It is quite common these days to hear of sensitive information being lost when laptops are either stolen or lost. Rarely does a month go by without an organisation revealing the loss or theft of a laptop brimming with sensitive data. Full disk encryption, or FDE, is the preferred mechanism to address this threat.
As the name implies, the technology lets IT encrypt the entire hard drive so that sensitive data is protected, no matter where it resides. But unfortunately, FDE adoption comes at a price: complex and costly deployments, additional licensing fees, and one more application for IT to support.
The adoption of a new standard called OPAL aims to remedy some of the pain areas of software based FDE.
The need for FDE
All operating systems be it Mac Os, Linux or even Windows have some built-in support for file system level encryption. While file encryption is still better than encryption, it still leaves encryption at the hands of the user. There are still some fundamental questions that remain unanswered-
Did the employee put all sensitive data into that target folder? Was anything left in caches or temporary directories?And perhaps most critical, without FDE, if a device is stolen or lost, how do you definitively know that all of the sensitive information it contained was encrypted?
Software-based FDE products, the data on the drive can only be accessed when the operating system is booted and the encryption keys unlocked. But the technology isn’t perfect–software-based FDE also has drawbacks.

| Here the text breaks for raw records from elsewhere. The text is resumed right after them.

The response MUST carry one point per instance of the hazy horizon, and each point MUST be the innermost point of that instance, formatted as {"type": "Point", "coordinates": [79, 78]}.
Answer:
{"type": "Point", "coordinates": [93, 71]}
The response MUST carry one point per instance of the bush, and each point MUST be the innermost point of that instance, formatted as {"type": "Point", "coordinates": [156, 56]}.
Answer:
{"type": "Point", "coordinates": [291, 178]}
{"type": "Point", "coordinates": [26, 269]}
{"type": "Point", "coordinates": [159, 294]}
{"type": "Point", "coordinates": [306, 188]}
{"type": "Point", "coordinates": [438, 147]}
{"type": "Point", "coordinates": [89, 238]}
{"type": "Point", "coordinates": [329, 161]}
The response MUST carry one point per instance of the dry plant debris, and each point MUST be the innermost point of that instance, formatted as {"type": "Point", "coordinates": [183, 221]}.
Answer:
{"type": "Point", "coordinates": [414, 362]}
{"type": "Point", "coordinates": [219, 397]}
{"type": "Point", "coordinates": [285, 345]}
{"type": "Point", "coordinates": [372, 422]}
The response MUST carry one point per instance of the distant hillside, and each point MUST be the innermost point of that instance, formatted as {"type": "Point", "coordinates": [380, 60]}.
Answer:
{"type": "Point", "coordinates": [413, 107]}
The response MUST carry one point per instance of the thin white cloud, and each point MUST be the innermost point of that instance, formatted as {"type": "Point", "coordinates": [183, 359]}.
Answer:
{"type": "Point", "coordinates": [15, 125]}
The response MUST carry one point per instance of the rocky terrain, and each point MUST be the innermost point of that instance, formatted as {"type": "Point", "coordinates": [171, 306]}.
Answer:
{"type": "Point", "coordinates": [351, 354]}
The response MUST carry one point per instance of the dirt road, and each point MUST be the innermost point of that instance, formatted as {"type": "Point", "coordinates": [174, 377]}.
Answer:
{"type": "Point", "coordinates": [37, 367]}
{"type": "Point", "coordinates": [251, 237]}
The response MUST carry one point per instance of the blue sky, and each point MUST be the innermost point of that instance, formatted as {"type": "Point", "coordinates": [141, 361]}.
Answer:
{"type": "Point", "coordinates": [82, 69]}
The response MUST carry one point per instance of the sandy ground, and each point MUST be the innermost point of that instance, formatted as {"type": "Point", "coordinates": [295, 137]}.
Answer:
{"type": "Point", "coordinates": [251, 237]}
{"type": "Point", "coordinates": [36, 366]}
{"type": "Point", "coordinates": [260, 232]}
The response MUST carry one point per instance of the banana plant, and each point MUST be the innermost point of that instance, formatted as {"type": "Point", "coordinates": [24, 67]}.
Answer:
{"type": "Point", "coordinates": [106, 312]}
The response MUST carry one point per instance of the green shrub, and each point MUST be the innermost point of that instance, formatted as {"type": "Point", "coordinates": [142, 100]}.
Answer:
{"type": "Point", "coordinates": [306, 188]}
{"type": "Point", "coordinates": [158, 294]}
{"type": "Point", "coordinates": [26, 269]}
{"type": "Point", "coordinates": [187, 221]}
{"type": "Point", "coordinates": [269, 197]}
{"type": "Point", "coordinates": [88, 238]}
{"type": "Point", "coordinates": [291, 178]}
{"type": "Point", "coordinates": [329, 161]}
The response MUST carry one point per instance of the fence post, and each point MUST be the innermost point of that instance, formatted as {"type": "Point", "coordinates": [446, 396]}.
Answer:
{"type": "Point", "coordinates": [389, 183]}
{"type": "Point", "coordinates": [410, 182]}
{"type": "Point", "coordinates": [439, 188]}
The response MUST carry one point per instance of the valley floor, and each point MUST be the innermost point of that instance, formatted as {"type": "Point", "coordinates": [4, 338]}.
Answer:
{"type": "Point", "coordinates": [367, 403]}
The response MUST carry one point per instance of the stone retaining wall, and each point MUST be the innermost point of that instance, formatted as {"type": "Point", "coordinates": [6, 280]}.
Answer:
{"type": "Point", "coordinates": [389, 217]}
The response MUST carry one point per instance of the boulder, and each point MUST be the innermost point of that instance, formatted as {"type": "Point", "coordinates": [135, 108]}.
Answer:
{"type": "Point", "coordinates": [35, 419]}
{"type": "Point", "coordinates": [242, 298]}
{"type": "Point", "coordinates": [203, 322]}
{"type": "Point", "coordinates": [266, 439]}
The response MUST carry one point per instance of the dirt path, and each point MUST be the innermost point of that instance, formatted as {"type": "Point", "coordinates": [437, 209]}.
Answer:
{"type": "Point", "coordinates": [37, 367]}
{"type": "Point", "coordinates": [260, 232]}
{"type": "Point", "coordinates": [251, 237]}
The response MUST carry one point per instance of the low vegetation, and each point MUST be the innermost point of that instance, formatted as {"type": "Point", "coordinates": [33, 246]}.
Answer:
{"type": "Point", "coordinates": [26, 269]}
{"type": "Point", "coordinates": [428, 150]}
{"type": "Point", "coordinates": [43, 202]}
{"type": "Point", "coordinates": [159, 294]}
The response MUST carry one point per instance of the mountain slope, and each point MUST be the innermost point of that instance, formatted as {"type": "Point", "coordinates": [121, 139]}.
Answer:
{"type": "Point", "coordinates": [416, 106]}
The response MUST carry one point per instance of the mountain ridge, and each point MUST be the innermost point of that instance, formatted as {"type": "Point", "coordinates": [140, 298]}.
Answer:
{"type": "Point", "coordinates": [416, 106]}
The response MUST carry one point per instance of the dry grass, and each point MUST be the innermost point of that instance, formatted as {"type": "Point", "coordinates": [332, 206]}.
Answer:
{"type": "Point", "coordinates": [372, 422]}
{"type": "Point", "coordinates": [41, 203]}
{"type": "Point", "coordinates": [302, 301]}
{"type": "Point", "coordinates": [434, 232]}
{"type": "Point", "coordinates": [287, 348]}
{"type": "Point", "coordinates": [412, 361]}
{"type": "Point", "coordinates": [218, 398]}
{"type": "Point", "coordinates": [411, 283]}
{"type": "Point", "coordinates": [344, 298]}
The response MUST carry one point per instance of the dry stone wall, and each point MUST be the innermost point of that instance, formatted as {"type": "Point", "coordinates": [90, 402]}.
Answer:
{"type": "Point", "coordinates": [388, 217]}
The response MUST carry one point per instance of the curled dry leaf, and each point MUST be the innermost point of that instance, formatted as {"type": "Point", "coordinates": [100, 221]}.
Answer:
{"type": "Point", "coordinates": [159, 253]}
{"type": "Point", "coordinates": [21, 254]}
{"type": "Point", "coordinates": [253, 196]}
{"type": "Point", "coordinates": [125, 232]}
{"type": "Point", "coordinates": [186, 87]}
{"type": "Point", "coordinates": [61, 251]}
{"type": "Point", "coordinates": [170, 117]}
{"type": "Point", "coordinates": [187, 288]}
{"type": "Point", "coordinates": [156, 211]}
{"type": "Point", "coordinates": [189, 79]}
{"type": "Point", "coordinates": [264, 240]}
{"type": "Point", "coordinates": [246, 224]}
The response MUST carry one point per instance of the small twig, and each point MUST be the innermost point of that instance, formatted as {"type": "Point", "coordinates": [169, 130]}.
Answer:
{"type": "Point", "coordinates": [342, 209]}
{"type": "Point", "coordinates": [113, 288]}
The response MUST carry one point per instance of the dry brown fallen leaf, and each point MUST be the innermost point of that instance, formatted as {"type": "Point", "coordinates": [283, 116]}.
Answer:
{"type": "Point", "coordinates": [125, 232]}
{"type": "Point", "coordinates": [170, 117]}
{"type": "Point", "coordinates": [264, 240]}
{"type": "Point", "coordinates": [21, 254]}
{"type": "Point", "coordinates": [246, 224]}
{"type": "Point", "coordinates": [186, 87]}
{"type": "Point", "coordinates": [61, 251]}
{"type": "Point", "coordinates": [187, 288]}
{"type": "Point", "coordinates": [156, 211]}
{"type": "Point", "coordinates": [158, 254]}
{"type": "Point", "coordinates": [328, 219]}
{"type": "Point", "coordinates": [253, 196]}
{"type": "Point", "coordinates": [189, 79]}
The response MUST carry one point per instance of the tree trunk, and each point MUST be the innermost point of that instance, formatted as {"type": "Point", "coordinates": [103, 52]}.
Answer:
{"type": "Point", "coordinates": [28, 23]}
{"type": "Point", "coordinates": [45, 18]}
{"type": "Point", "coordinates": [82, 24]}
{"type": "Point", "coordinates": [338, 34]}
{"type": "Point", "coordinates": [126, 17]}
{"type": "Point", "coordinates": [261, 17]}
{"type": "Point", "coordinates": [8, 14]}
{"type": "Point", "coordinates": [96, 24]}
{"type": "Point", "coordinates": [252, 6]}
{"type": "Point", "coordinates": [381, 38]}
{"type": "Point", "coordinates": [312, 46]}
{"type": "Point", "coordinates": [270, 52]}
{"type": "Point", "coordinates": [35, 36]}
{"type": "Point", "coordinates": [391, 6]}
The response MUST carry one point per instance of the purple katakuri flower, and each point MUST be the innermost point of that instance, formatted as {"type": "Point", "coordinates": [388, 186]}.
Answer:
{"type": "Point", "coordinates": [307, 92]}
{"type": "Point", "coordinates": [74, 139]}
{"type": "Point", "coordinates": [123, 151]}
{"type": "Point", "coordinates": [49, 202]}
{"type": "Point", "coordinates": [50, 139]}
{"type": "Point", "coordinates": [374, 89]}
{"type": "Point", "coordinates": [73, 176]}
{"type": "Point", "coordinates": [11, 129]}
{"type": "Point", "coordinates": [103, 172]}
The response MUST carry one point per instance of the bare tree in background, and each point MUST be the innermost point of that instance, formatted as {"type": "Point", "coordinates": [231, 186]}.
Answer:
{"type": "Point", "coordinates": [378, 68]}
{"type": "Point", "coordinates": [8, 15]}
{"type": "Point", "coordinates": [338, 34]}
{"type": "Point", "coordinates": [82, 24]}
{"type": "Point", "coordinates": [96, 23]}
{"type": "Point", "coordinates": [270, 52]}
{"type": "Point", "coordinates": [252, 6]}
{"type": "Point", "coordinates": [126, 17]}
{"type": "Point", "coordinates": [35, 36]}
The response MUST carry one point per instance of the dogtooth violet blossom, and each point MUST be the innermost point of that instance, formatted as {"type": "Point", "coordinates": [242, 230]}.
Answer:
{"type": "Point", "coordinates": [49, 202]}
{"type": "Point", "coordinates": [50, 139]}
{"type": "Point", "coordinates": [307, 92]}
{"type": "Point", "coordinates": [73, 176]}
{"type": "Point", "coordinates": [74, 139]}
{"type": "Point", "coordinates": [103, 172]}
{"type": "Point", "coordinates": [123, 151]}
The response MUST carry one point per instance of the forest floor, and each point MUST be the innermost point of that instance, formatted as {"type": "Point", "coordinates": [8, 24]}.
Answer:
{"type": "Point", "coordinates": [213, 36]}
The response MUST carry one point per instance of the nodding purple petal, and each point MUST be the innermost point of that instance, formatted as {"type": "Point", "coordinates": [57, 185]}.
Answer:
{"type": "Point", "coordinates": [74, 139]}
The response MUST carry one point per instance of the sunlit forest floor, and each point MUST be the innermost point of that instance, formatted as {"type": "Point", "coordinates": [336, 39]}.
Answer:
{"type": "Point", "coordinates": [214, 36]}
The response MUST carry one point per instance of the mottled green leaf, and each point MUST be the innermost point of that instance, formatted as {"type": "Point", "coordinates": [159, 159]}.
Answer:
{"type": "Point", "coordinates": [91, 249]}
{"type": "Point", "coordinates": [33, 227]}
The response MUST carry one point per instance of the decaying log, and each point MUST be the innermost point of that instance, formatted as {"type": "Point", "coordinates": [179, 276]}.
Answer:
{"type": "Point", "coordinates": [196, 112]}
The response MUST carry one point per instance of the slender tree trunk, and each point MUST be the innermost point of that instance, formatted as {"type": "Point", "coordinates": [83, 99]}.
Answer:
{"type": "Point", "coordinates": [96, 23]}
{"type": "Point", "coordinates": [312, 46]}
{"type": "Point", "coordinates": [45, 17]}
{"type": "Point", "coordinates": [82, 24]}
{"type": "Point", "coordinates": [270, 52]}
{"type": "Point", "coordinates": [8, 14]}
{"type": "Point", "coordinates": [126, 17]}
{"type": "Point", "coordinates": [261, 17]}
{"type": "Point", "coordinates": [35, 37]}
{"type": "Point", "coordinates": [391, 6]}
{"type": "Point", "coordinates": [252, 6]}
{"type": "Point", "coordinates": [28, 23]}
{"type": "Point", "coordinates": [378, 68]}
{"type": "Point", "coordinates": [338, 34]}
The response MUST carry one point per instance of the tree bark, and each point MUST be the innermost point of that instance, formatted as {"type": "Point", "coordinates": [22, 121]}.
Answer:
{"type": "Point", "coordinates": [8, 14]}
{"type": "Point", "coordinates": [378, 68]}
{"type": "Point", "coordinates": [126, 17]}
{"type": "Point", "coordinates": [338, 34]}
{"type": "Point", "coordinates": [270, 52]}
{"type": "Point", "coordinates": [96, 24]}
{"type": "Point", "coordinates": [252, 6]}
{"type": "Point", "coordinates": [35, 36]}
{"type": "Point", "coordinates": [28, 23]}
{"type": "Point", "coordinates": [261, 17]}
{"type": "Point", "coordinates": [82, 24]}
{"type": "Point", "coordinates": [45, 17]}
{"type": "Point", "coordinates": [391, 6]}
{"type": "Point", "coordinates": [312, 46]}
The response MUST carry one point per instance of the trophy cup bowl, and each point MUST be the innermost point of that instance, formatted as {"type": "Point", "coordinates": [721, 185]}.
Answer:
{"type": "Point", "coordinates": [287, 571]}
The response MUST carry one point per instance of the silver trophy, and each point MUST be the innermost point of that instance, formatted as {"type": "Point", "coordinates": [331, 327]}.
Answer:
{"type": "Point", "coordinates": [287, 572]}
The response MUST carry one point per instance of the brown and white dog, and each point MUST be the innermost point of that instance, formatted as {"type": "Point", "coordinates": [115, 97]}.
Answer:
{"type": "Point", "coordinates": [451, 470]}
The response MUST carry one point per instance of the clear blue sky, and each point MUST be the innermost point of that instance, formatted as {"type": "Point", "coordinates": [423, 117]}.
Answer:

Software FDE products are OS dependant, most software don’t support Linux or Mac OS X. The encryption process is dependant on the processing power and therefore the encryption process could slow down a machine. Also encryption keys are stored in the computer’s memory, which makes them vulnerable to a class of cold-boot attacks, where keys can be recovered from the RAM
The OPAL standard
In January 2009, the Trusted Computing Group released the final specification of the Opal Security Subsystem Class, a standard for applying hardware-based encryption. Hardware based encryption has the following advantages:
- It is not OS dependant
- The encryption process is moved to dedicated processors, thereby reducing the load on the system’s CPU
- The encryption/decryption keys are stored in the hard-drive controller and never sit in the system’s memory, making “cold boot” attacks ineffective.
- Hardware-based FDE also simplifies the key escrow dilemma–that is, the need to manage encryption keys. The keys used by the hard drive can be unlocked only by a passphrase entered during the pre-boot sequence. The passphrase is sent to the hard drive controller before the OS boots, so the keys never leave the hard drive’s hardware. Also, multiple passphrases can be configured to unlock those keys.
The only issue that could work against hardware based FDE is the inability to build custom encryption algorithms or have variable strength keys, which is currently possible with software-based FDE’s.
Pre-requisites to implementing a Hardware based FDE
Without an integrated management infrastructure, enterprise deployment and support of Opal-compliant hard drives will be a nightmare. There are a few key features that are essential.
Organizations must manage boot passwords and password resets. If an employee leaves, becomes unavailable, or just forgets the password, IT needs a way to access the data on the drive. Conversely, if an IT administrator leaves, the organization must be able to change admin accounts.
In Conclusion
Organizations with global software FDE deployments are not likely to abandon their existing installations as it will take time for companies to swap in laptops with Opal-compatible drives.
In contrast, on the manufacturing side, vendor support for hardware-based FDEs is good. In the last six months, Fujitsu, Hitachi, and Samsung have debuted Opal-compliant drives, and system vendors Dell and Lenovo are shipping laptops with Opal-based drives.
So it appears that hardware based FDE’s have some inherent advantages that are too compelling to ignore and therefore could eventually be widely used.